The peer reviews appear to challenge blanket claims by Ministers that there is no connection between government welfare reform policies, including the Work Capability Assessment process and new sanctions regime. I challenged the former Secretary of State directly on this at the Work and Pensions Select Committee and he denied that there had been any deaths.
However, we know from these 49 reports, 10 of the 49 peer reviewed deaths were following a sanction; and 40 of the 49 deaths related to a suicide or a suspected suicide. We also know that these deaths occurred across the country. The reports highlight widespread flaws in the handling by DWP officials of claims by ‘vulnerable’ claimants including people with mental health problems, learning difficulties or a learning disability. Several suggest that claimants who died may not have received adequate support from DWP staff handling their social security claims, indicating that the over-stretched workforce is driven by a top-down culture focused on targets. The Government’s priority has been to get claimants ‘off-flow’ with too little regard of the consequences.
Given the gravity of this matter, the Government needs to state what action has been taken to address the recommendations from these reports. I asked Chris Grayling, the Leader of the House of Commons about this yesterday in the house. You can watch my question here.
We must remember that each and every one of these reports is about a social security claimant who has lost their life. We must know if ministers made the changes recommended by the peer reviews, or if they simply ignored the lessons from these 49 tragic deaths as one of the peer reviews noted, because of the “resource implication”.
I have called for an independent body to be set up to investigate the deaths of vulnerable social security claimants.
The 2015 Work and Pensions Select Committee report ‘Sanctions Beyond the Oakley Review’ resulting from the inquiry which I initiated, recommended that the “DWP should seek to establish a body modelled on the Independent Police Complaints Commission, to conduct reviews, at the request of relatives, or automatically where no living relative remains, in all instances where an individual on an out-of-work working-age benefit dies whilst in receipt of that benefit.
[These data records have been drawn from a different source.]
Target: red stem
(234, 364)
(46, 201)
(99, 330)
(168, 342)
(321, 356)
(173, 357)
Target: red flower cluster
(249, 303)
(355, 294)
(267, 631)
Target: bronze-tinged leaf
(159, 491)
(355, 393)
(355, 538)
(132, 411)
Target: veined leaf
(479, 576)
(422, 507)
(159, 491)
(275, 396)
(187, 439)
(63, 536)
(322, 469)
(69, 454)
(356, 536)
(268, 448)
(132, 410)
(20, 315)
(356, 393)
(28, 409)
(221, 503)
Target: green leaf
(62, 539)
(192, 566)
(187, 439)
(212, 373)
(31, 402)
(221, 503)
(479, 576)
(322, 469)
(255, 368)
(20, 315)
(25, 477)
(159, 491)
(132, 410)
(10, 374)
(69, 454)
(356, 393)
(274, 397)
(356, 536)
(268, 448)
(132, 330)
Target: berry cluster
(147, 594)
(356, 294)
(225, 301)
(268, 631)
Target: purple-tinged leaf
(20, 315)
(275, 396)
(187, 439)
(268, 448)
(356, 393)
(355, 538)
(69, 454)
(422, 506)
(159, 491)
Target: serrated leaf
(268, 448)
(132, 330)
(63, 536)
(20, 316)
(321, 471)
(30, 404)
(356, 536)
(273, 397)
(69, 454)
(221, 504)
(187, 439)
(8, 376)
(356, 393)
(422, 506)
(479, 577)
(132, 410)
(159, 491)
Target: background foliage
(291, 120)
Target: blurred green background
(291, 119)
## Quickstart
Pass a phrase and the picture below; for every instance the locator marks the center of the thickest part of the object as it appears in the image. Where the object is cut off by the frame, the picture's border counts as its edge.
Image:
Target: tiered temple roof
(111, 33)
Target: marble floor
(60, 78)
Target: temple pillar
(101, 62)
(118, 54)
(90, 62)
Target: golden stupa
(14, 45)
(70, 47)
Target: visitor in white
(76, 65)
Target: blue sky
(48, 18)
“Such a model, operated within the purview of the Parliamentary and Health Service Ombudsman, should ensure that the role of all publicly-funded agencies involved in the provision of services or benefits to the individual is scrutinised, so that a learning document can be produced setting out how policy, and the service delivery pathway, can be improved at every stage.” The Government rejected this recommendation. The Secretary of State for Work and Pensions needs to look at this decision again with a view to learning lessons from every death of social security recipients.
Given that 1 in 5 of these deaths followed a sanction, Stephen Crabb, Secretary of State for Work and Pensions, should also review another recommendation from this report calling for an independent inquiry into sanctions, as well as pausing the current pilot into sanctions for people in low paid work supported through tax credits or universal credit.
Media reports have stated that since the original submission of the FoI request for publication of the peer reviews, 9 further peer reviews have been undertaken within DWP. The Government needs to confirm that number and undertake to publish the reviews’ recommendations as soon as possible.
From nearly all of the peer reviews where it is possible to tell which type of social security payments were involved, they were commissioned following deaths linked to the work capability assessment (WCA), testing eligibility for ESA. Many of those related to the WCA process were also linked to the huge reassessment programme of hundreds of thousands of long-term claimants of incapacity benefit (IB). There have been numerous calls for reform of the WCA since it was revised in 2011 ad it is clear it is not fit for purpose and needs a complete overhaul.
Like the NHS, our social security system is based on principles of inclusion, support and security for all, assuring us all of our dignity and the basics of life, should any one of us become ill or disabled, or fall on hard times. The Government would do well to remember this and should apologise to the families who have lost a loved one whilst they were meant to be supported by our social security system.